Female entrepreneurs 'more successful than men'

Female entrepreneur
By Isabelle Bell

17 August 2015

Female entrepreneurs are more likely to succeed in their business endeavours, according to new research by YouGov and Kleinwort Benson.

The survey of 500 business leaders found that only 11% of female respondents failed to set up a successful business, compared with 17% of men.

Despite being more likely to succeed, the research suggested that women have to overcome more obstacles and experience a higher degree of self-doubt than male entrepreneurs.

The key survey findings were:

  • 40% of the women surveyed said they experienced a fear of failing to set up a business, compared with 36% of men.
  • Entrepreneurs aged over 55 were the least likely to fear failure (34%) and the least likely to face obstacles (32%).
  • More small business owners in the Midlands and Wales have failed to set up a successful business (18%) than in London, southern England and Scotland (all 14%).
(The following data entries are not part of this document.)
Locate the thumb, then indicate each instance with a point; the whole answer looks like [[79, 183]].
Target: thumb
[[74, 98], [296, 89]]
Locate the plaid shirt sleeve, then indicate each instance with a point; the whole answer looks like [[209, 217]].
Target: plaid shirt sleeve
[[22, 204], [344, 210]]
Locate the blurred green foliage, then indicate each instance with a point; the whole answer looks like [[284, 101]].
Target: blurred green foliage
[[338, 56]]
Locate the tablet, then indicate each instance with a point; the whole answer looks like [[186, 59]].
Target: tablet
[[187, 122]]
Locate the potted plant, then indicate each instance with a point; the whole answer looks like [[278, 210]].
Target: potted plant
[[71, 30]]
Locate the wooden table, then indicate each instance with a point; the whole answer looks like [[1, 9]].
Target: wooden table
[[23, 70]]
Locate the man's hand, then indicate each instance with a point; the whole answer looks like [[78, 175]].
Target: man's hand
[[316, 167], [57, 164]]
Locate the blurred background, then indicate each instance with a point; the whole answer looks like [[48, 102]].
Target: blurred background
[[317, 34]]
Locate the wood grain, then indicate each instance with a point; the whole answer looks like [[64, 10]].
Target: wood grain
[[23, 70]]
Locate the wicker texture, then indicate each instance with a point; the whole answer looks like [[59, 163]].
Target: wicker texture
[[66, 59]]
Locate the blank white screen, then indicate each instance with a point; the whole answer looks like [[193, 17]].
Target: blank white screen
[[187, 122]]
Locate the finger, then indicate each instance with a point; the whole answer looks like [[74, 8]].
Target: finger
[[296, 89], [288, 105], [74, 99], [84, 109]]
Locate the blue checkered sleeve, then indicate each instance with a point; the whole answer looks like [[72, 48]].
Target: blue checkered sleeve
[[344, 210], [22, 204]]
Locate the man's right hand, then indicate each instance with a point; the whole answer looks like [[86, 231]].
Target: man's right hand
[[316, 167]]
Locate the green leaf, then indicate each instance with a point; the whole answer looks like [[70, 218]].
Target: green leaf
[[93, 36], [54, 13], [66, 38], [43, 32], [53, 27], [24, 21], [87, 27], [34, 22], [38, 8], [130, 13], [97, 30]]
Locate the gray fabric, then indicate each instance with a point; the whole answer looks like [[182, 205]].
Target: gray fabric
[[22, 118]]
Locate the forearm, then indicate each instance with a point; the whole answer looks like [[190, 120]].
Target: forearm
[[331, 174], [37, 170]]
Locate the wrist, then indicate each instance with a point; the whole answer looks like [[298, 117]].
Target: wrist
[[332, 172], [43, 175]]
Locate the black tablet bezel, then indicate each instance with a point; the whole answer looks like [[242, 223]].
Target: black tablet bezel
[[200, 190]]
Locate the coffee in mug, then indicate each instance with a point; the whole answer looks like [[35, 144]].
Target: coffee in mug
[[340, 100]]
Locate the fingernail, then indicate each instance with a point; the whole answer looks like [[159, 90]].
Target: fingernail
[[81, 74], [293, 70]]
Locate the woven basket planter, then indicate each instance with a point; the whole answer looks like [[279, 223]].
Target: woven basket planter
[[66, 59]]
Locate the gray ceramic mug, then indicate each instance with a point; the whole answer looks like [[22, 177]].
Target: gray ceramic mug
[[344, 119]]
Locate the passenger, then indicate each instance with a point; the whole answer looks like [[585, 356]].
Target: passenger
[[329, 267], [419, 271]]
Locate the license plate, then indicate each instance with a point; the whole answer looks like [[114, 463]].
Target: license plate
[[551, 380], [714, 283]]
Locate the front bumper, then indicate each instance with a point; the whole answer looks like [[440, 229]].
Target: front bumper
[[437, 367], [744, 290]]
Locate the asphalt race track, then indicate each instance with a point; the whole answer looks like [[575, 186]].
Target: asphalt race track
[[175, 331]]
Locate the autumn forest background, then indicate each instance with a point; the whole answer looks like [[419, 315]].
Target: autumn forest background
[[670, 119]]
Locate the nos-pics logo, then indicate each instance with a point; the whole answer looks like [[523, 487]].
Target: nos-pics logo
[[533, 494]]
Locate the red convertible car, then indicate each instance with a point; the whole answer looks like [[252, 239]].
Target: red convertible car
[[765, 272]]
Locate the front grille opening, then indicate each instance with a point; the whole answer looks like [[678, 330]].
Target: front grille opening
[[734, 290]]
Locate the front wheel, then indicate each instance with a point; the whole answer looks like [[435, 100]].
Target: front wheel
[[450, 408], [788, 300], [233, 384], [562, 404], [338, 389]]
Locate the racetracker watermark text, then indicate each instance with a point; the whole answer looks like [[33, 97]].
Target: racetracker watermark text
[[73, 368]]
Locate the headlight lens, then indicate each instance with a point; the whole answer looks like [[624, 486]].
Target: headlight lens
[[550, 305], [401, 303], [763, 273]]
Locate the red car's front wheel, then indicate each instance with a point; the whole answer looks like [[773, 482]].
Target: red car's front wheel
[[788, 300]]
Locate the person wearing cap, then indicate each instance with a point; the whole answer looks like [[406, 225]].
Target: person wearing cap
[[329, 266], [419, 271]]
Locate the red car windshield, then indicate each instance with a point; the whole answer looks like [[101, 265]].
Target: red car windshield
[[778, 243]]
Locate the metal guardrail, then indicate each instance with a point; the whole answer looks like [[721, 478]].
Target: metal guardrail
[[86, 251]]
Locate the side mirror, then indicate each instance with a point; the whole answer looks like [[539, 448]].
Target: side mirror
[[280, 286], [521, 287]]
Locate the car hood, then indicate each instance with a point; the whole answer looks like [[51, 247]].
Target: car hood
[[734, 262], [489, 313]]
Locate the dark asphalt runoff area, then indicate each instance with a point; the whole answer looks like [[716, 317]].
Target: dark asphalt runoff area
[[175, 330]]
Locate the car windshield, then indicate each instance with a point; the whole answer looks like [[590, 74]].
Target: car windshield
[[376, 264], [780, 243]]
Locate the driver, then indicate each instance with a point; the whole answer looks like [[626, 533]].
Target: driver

Paul Bentley, head of entrepreneurs at Kleinwort Benson, said: "In our experience, female entrepreneurs tend to be more risk averse and position themselves better to create long-term value. This is beneficial in two ways. Firstly they often avoid the pitfalls that befall early stage businesses. Secondly, their businesses will have demonstrated a more consistent track record and they will be more attractive to potential acquirers."

"Overall, we can see that women are increasingly embracing entrepreneurship and are successfully overcoming obstacles, such as funding, late payments and generating sales, to become models of entrepreneurial growth."